How to Incorporate Your Business in Massachusetts

By Fernando Berrocal




Here's all you need to know about forming a corporation in the northeastern state of Massachusetts.


Massachusetts is the most populous state in the New England region of the United States of America with almost a population of 7 million people (2019) and its capital is the city of Boston which is the home to the Greater Boston metropolitan area, a region influential upon American history, academia, and industry. 


To form a corporation in the vigorous state of Massachusetts, you must follow the following procedures.


  1. Select a Business Name


The words "Incorporation," "Incorporated," or "Limited" (or an abbreviation thereof) must appear at the end of your company's name.

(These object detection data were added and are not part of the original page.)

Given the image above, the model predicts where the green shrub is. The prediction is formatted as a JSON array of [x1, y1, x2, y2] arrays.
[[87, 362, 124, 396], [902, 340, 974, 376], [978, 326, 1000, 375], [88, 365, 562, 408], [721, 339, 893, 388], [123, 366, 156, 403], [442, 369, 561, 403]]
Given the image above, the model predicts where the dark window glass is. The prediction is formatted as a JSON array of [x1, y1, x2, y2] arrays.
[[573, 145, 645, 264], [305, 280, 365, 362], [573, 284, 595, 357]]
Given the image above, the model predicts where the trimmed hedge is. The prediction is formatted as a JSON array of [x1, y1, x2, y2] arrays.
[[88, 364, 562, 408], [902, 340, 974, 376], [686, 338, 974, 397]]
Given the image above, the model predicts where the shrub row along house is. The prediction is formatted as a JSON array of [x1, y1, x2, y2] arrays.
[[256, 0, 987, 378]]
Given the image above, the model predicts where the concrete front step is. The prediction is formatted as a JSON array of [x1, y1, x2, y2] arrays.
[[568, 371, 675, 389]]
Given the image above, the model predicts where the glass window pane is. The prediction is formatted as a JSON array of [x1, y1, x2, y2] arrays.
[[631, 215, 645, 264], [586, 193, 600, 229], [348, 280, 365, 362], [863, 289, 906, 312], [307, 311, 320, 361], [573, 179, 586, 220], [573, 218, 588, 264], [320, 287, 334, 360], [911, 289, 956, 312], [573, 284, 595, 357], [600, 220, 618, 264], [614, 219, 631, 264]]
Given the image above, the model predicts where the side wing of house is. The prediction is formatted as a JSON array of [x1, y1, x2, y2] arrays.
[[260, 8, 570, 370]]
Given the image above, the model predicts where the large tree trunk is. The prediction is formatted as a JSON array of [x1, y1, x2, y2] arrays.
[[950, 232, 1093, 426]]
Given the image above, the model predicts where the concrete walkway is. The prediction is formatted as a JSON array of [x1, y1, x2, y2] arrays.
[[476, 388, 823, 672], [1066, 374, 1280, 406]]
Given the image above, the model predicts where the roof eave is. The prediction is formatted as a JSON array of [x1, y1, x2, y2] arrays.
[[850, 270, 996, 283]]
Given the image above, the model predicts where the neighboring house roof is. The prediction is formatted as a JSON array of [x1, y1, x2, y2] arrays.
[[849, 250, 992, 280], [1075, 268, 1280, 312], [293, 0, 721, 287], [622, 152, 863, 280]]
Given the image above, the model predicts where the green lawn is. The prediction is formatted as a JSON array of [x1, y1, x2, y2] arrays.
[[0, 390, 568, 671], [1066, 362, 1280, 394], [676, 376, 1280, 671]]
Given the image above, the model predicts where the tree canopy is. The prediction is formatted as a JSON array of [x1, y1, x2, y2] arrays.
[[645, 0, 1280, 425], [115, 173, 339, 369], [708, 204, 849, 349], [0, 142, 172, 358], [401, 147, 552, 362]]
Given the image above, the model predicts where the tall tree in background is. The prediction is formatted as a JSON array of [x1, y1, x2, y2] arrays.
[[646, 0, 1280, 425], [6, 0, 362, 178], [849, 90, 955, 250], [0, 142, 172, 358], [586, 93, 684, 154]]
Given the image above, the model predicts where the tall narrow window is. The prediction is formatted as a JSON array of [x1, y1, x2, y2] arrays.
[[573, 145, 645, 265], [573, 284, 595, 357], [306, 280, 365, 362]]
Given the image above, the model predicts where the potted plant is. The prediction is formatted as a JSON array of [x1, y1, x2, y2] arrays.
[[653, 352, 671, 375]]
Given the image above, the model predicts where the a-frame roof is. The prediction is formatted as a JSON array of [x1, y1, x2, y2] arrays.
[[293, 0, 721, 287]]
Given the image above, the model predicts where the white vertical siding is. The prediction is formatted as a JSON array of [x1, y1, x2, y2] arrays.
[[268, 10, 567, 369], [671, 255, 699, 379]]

The name of your corporation must be distinguishable from the names of other businesses on file with the Secretary of the Commonwealth Corporations Division. The Massachusetts business name database and the Name Reservations database may both be searched to see if a name is available. By submitting an Application for Reservation of Name, you can reserve a name for 60 days. The cost of filing is $30. Before the original 60-day term expires, an extra $30 charge can be paid to extend the reservation for another 60 days. The application must be mailed to the Commonwealth Corporations Division's Secretary.


  1. Complete and file the Articles of Incorporation


By submitting Articles of Organization with the Secretary of the Commonwealth Corporations Division, your organization becomes legally formed. The name of the startup, its purpose, the number of shares the corporation is permitted to issue and their par value, the classes of shares and minimum consideration, any limitations on share transfers, and the effective date must all be included in the articles. 


How to Incorporate in Massachusetts

 

There is also, the initial registered agent's name and street address for service of process; the names and addresses of the corporation's initial directors, president, treasurer, and secretary; the fiscal year-end; the type of startup; the street address of the corporation's principal office; and the street address in the state where corporate records will be kept.


Articles can be submitted either online or by mail. The filing fee is $275 for up to 275,000 shares and $100 for every 100,000 shares or part thereof after that.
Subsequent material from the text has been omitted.